Sono migliaia i messinesi che in questo caldo weekend di fine aprile sono accorsi nella spiaggia libera sottostante il Pilone per il Festival degli Aquiloni di Capo Peloro: nasi in su e sguardi rivolti al cielo per ammirare il volo degli aquiloni che tra venerdì e domenica si sono susseguiti nella cornice suggestiva dello Stretto.

Si conclude così la terza edizione della manifestazione più attesa della primavera, che nelle tre giornate del 26, 27 e 28 aprile ha riscosso grandi consensi. Bilancio più che positivo per l’evento organizzato dalla Pro Loco Capo Peloro, in collaborazione con le associazioni a capo del più famoso Festival Internazionale degli Aquiloni di San Vito Lo Capo, “Sensi Creativi” e “Trapani Eventi”.

 L’iniziativa, già in passato molto apprezzata dal suo pubblico, ha attirato uomini e donne di tutte le età che, complici un tempo prevalentemente soleggiato e un clima mite, hanno partecipato numerosi alla manifestazione. Giovani e meno giovani, genitori e figli hanno invaso la spiaggia del Pilone e fatto volare il proprio aquilone, prendendo attivamente parte al festival; intere famiglie hanno colorato il cielo con i loro cervi volanti, svariati per forme e dettagli. Ma molti anche i curiosi che da semplici spettatori si sono riversati all’ombra del Pilone e hanno assistito a uno spettacolare tripudio di colori, ammirandone le evoluzioni.

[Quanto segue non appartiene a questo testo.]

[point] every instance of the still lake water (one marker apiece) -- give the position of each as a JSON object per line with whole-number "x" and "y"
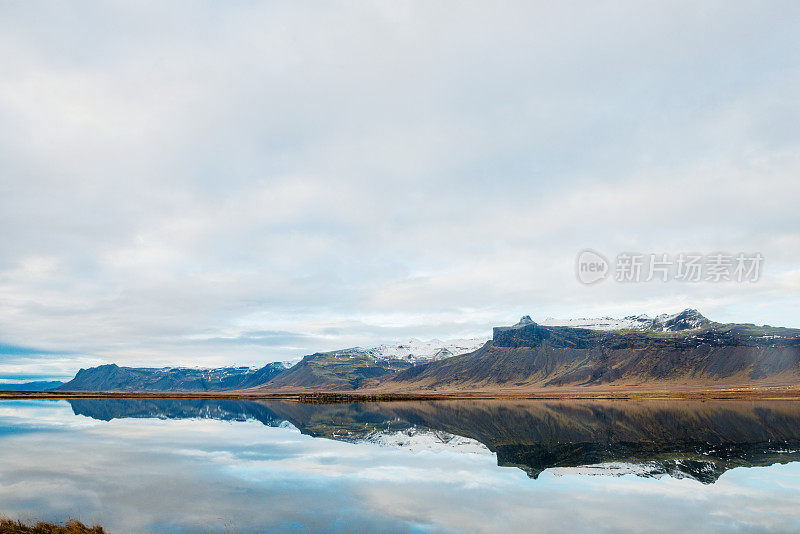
{"x": 137, "y": 465}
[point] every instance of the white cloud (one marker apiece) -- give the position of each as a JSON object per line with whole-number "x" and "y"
{"x": 174, "y": 174}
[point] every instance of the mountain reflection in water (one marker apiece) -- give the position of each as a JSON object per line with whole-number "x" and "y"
{"x": 698, "y": 440}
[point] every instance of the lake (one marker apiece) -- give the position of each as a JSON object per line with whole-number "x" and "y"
{"x": 160, "y": 465}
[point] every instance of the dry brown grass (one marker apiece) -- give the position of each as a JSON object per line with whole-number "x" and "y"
{"x": 7, "y": 526}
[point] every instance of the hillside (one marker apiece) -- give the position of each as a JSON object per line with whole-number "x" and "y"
{"x": 115, "y": 378}
{"x": 689, "y": 351}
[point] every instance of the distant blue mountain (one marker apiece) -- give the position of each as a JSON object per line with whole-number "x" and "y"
{"x": 32, "y": 386}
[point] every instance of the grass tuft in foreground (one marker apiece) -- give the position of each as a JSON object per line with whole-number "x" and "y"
{"x": 8, "y": 526}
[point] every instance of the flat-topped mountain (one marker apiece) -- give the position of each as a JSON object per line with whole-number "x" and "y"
{"x": 684, "y": 349}
{"x": 668, "y": 351}
{"x": 335, "y": 370}
{"x": 115, "y": 378}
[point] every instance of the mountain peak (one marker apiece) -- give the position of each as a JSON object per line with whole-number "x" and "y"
{"x": 524, "y": 320}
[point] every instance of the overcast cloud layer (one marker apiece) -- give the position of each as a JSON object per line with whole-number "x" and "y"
{"x": 211, "y": 183}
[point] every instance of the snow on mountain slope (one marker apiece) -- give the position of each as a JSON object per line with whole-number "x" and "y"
{"x": 414, "y": 350}
{"x": 685, "y": 320}
{"x": 417, "y": 439}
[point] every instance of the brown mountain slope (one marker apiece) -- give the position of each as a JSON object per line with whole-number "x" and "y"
{"x": 529, "y": 356}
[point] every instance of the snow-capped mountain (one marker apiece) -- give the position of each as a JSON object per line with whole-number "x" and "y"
{"x": 685, "y": 320}
{"x": 415, "y": 351}
{"x": 416, "y": 439}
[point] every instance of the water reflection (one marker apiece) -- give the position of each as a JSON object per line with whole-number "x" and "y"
{"x": 200, "y": 466}
{"x": 697, "y": 440}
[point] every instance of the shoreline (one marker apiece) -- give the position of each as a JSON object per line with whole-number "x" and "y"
{"x": 330, "y": 397}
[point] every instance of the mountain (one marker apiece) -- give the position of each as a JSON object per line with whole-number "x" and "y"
{"x": 350, "y": 368}
{"x": 685, "y": 320}
{"x": 684, "y": 349}
{"x": 115, "y": 378}
{"x": 31, "y": 386}
{"x": 342, "y": 369}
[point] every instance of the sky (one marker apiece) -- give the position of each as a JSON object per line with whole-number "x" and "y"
{"x": 208, "y": 183}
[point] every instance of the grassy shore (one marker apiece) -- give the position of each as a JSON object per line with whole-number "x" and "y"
{"x": 7, "y": 526}
{"x": 731, "y": 393}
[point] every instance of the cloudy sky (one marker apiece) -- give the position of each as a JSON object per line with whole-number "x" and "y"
{"x": 205, "y": 183}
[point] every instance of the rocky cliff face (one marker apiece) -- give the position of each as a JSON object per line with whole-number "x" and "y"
{"x": 115, "y": 378}
{"x": 684, "y": 349}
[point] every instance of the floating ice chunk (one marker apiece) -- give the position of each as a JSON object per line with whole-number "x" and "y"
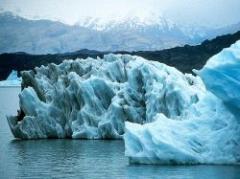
{"x": 209, "y": 130}
{"x": 221, "y": 75}
{"x": 92, "y": 98}
{"x": 211, "y": 136}
{"x": 12, "y": 80}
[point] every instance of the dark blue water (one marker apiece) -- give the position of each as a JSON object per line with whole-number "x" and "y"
{"x": 82, "y": 158}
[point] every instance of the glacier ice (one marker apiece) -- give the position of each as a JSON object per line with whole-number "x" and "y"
{"x": 92, "y": 98}
{"x": 164, "y": 116}
{"x": 12, "y": 80}
{"x": 209, "y": 130}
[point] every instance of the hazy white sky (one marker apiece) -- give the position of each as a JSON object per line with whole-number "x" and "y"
{"x": 201, "y": 12}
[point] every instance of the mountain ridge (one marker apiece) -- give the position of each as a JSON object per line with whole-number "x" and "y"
{"x": 45, "y": 36}
{"x": 183, "y": 58}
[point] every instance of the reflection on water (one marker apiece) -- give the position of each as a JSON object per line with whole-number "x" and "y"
{"x": 81, "y": 158}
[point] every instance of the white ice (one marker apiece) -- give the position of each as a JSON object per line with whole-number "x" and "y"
{"x": 92, "y": 98}
{"x": 167, "y": 117}
{"x": 12, "y": 80}
{"x": 209, "y": 130}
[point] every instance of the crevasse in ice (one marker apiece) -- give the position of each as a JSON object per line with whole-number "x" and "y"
{"x": 92, "y": 98}
{"x": 208, "y": 131}
{"x": 12, "y": 80}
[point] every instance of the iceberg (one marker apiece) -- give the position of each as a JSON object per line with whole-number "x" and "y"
{"x": 209, "y": 130}
{"x": 163, "y": 115}
{"x": 92, "y": 98}
{"x": 12, "y": 80}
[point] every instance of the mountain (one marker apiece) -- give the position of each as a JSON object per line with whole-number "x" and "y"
{"x": 45, "y": 36}
{"x": 183, "y": 58}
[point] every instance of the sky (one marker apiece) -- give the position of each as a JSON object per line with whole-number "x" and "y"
{"x": 198, "y": 12}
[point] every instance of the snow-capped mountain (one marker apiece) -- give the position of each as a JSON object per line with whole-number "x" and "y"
{"x": 129, "y": 34}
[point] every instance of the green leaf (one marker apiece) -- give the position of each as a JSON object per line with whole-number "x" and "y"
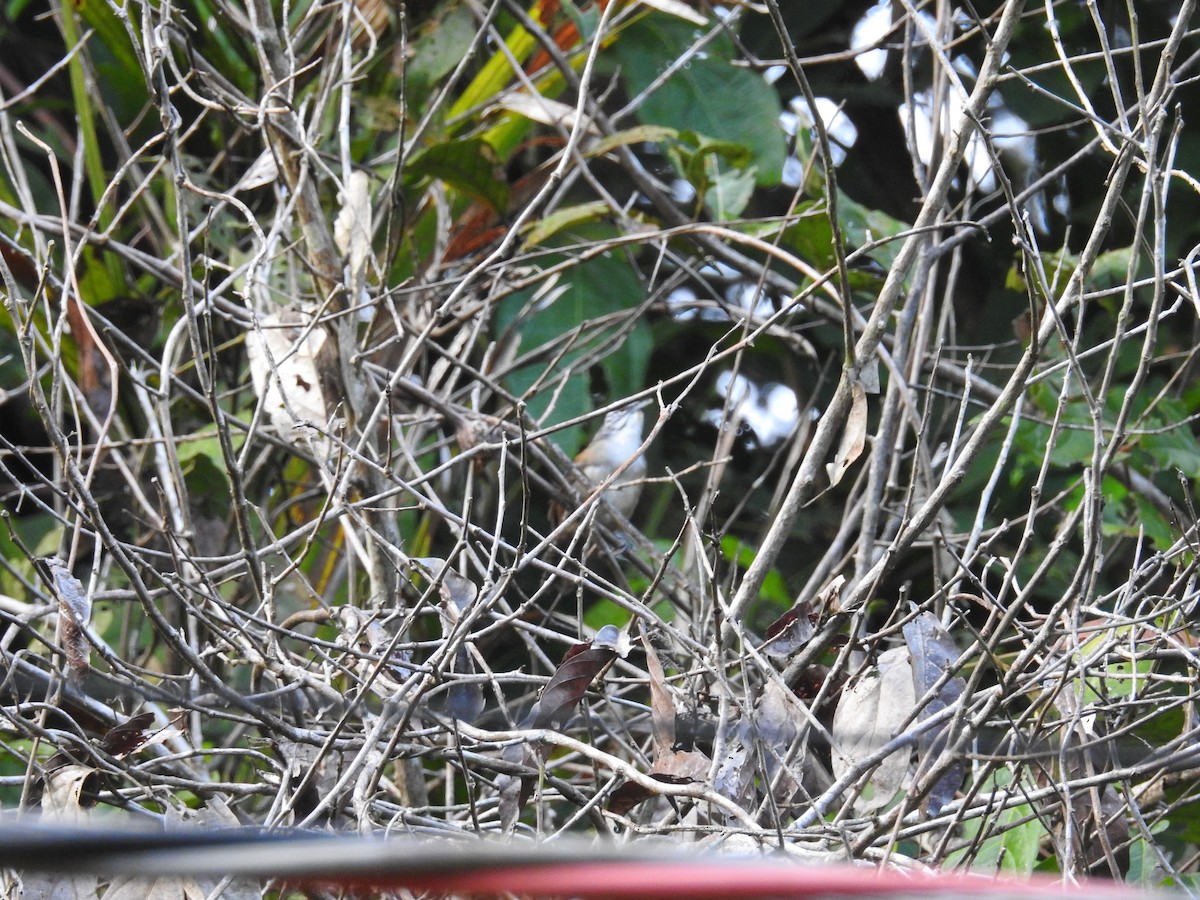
{"x": 708, "y": 96}
{"x": 469, "y": 166}
{"x": 441, "y": 47}
{"x": 598, "y": 287}
{"x": 563, "y": 219}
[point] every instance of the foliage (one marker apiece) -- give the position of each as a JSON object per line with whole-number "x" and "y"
{"x": 307, "y": 309}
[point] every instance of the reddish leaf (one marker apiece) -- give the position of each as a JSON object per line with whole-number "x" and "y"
{"x": 630, "y": 793}
{"x": 129, "y": 736}
{"x": 568, "y": 684}
{"x": 790, "y": 631}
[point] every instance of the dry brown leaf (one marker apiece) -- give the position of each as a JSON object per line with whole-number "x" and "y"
{"x": 870, "y": 713}
{"x": 283, "y": 364}
{"x": 853, "y": 437}
{"x": 663, "y": 709}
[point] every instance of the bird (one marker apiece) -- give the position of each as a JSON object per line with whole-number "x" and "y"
{"x": 616, "y": 444}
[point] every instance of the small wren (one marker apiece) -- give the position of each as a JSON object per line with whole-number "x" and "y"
{"x": 616, "y": 443}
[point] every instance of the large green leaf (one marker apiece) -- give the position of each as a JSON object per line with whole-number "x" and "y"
{"x": 469, "y": 166}
{"x": 595, "y": 288}
{"x": 708, "y": 96}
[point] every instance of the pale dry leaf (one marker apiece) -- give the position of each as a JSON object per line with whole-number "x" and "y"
{"x": 870, "y": 713}
{"x": 677, "y": 9}
{"x": 63, "y": 792}
{"x": 933, "y": 653}
{"x": 853, "y": 437}
{"x": 538, "y": 108}
{"x": 292, "y": 391}
{"x": 352, "y": 227}
{"x": 683, "y": 763}
{"x": 663, "y": 708}
{"x": 71, "y": 594}
{"x": 457, "y": 591}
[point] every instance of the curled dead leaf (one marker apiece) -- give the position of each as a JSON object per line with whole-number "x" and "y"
{"x": 853, "y": 437}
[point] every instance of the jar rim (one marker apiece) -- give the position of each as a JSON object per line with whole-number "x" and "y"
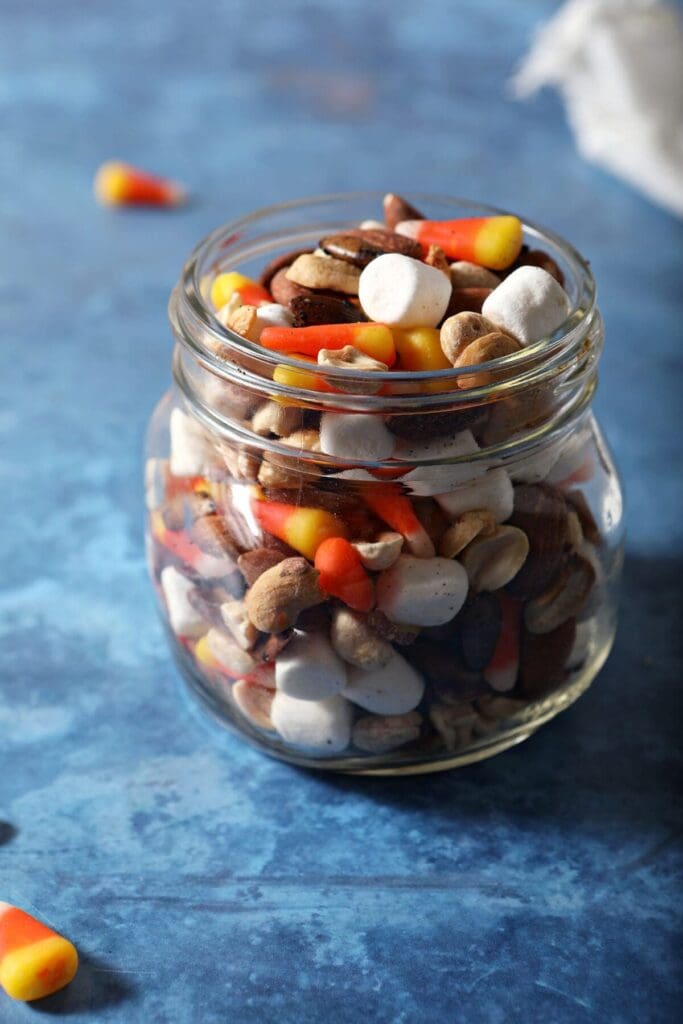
{"x": 198, "y": 330}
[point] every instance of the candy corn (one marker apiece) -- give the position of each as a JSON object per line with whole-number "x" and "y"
{"x": 501, "y": 673}
{"x": 225, "y": 285}
{"x": 303, "y": 528}
{"x": 373, "y": 339}
{"x": 34, "y": 960}
{"x": 492, "y": 242}
{"x": 342, "y": 573}
{"x": 396, "y": 511}
{"x": 419, "y": 348}
{"x": 121, "y": 184}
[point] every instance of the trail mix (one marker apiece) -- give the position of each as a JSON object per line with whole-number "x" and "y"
{"x": 344, "y": 609}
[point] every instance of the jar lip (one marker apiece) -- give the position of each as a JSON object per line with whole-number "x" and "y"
{"x": 197, "y": 327}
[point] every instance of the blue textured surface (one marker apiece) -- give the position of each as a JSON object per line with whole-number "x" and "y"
{"x": 202, "y": 882}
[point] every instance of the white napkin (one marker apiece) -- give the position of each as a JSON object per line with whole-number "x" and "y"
{"x": 619, "y": 65}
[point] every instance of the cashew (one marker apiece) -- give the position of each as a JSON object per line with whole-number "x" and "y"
{"x": 356, "y": 643}
{"x": 493, "y": 561}
{"x": 282, "y": 593}
{"x": 382, "y": 553}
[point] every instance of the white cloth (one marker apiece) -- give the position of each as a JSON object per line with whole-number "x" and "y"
{"x": 619, "y": 65}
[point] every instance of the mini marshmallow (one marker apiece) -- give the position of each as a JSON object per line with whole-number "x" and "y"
{"x": 422, "y": 591}
{"x": 355, "y": 435}
{"x": 427, "y": 480}
{"x": 191, "y": 452}
{"x": 493, "y": 492}
{"x": 323, "y": 727}
{"x": 184, "y": 620}
{"x": 403, "y": 292}
{"x": 308, "y": 669}
{"x": 392, "y": 689}
{"x": 530, "y": 304}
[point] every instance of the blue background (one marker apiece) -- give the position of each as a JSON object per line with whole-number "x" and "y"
{"x": 201, "y": 881}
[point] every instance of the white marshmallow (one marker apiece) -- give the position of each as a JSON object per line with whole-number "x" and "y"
{"x": 184, "y": 620}
{"x": 191, "y": 452}
{"x": 530, "y": 304}
{"x": 393, "y": 689}
{"x": 428, "y": 480}
{"x": 355, "y": 435}
{"x": 493, "y": 492}
{"x": 324, "y": 727}
{"x": 422, "y": 591}
{"x": 403, "y": 292}
{"x": 272, "y": 314}
{"x": 231, "y": 656}
{"x": 309, "y": 669}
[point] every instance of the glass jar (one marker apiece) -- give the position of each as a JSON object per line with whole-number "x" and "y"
{"x": 500, "y": 497}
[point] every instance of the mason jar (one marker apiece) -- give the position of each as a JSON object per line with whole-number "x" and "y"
{"x": 482, "y": 601}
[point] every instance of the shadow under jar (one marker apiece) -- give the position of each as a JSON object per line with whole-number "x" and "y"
{"x": 488, "y": 540}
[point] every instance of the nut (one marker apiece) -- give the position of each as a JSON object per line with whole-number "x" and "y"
{"x": 312, "y": 309}
{"x": 355, "y": 642}
{"x": 436, "y": 257}
{"x": 351, "y": 249}
{"x": 542, "y": 512}
{"x": 494, "y": 560}
{"x": 349, "y": 357}
{"x": 271, "y": 418}
{"x": 253, "y": 563}
{"x": 543, "y": 659}
{"x": 479, "y": 623}
{"x": 491, "y": 346}
{"x": 565, "y": 597}
{"x": 465, "y": 274}
{"x": 233, "y": 614}
{"x": 279, "y": 263}
{"x": 397, "y": 209}
{"x": 381, "y": 733}
{"x": 388, "y": 242}
{"x": 280, "y": 594}
{"x": 212, "y": 535}
{"x": 324, "y": 271}
{"x": 459, "y": 331}
{"x": 454, "y": 723}
{"x": 464, "y": 529}
{"x": 285, "y": 291}
{"x": 244, "y": 321}
{"x": 254, "y": 701}
{"x": 380, "y": 554}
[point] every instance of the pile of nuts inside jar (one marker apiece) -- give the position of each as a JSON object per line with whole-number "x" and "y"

Tanti gli stand adibiti da sponsor e partner della manifestazione, tra i quali si segnalano la FAI di Messina, che ha esposto dei pannelli bilingue indicativi delle peculiarità dello Stretto, recanti disegni e poesie e “Carteggi Letterari”, casa editrice locale che ha celebrato la presenza degli aquiloni nell’immaginario collettivo con l’installazione in pali e alberi di 50 testi curati da autori siciliani. Tante anche le attività collaterali di intrattenimento, come previsto da programma: sfilate, dj set, workshop, mostre, live band e laboratori per i più piccoli.

 

Ma il Festival degli Aquiloni non è solo divertimento e musica: è stato pensato per essere anche motivo di valorizzazione del territorio di Punta Faro, nell’ambito dei diversi progetti di promozione territoriale che interessano la zona nord di Messina, allo scopo di rendere note e fruibili le potenzialità inespresse dell’area.